It could be due to the fact that most periodicals are profitable because of ad revenues and not subscriptions. This is such a niche that it may have been difficult to acquire enough advertisers to produce the kind of ROI they were looking for. This would be particularly challenging because most companies that would like to advertise in a magazine aimed at this demographic would be publishers of competitive products.
If I had to guess (and that is all this is, a guess), I would speculate that the cost of publishing Dungeon and Dragon magazine where considered a marketing expense. The goal was to promote gameplay and sell new product. Any revenue they made either helped offset the cost or was just considered gravy.
With DDI they can make the same marketing push but cut their expense drastically.
Um....You are aware that Paizo was paying WotC to publish those magazines? Far from being a source of expense, the magazines were a revenue stream.

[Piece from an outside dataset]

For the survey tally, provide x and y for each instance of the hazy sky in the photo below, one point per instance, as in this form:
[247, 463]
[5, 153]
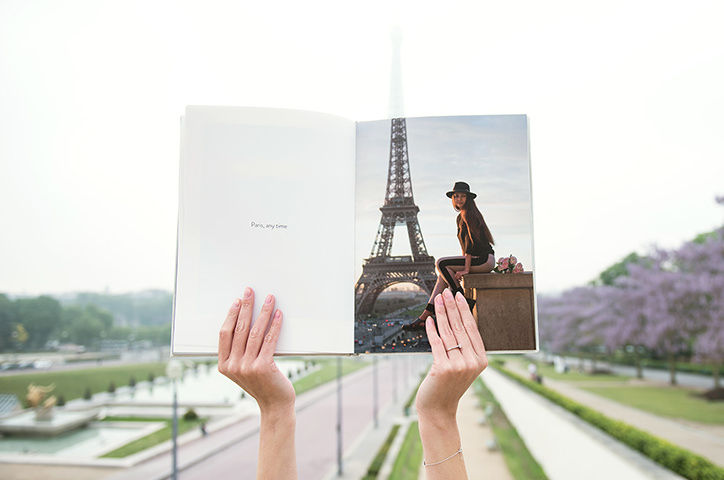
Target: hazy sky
[624, 100]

When WotC decided to go DDI, it seems likely that offering the only official content as part of the DDI would be a smart move, and hence the online magazines. Not only that, but WotC knew that the Paizo magazines were doing better than they had been when WotC had produced them, so they allowed Paizo to complete their current AP in exchange for an agreement from Paizo not to produce a magazine for a set period of time. Hence the reason that the initial Pathfinder APs were emphatically not in magazine format, even though they used a subscription model.
Selling DDI subscriptions entails less risk, less outlay, and more profit than selling books.....or even minis. And all of the decisions around the release of 4e point directly toward the DDI.....including those that split the community.
Frankly, it might be better (read: more profitable) for WotC to offer a DDI that serves all editions than it is to sell more books of any one edition. But this is only true for TSR-D&D so long as you
need the DDI because the books aren't out there, because the systems are simple enough that you don't need character builders, monster builders, or encounter builders to play those games. This could even come in the form of seperate initiatives so as to avoid confusion (which is where this idea could lose revenue!). Older editions might even have a higher price-point under such a scheme.
Or, at least, that is my understanding of it.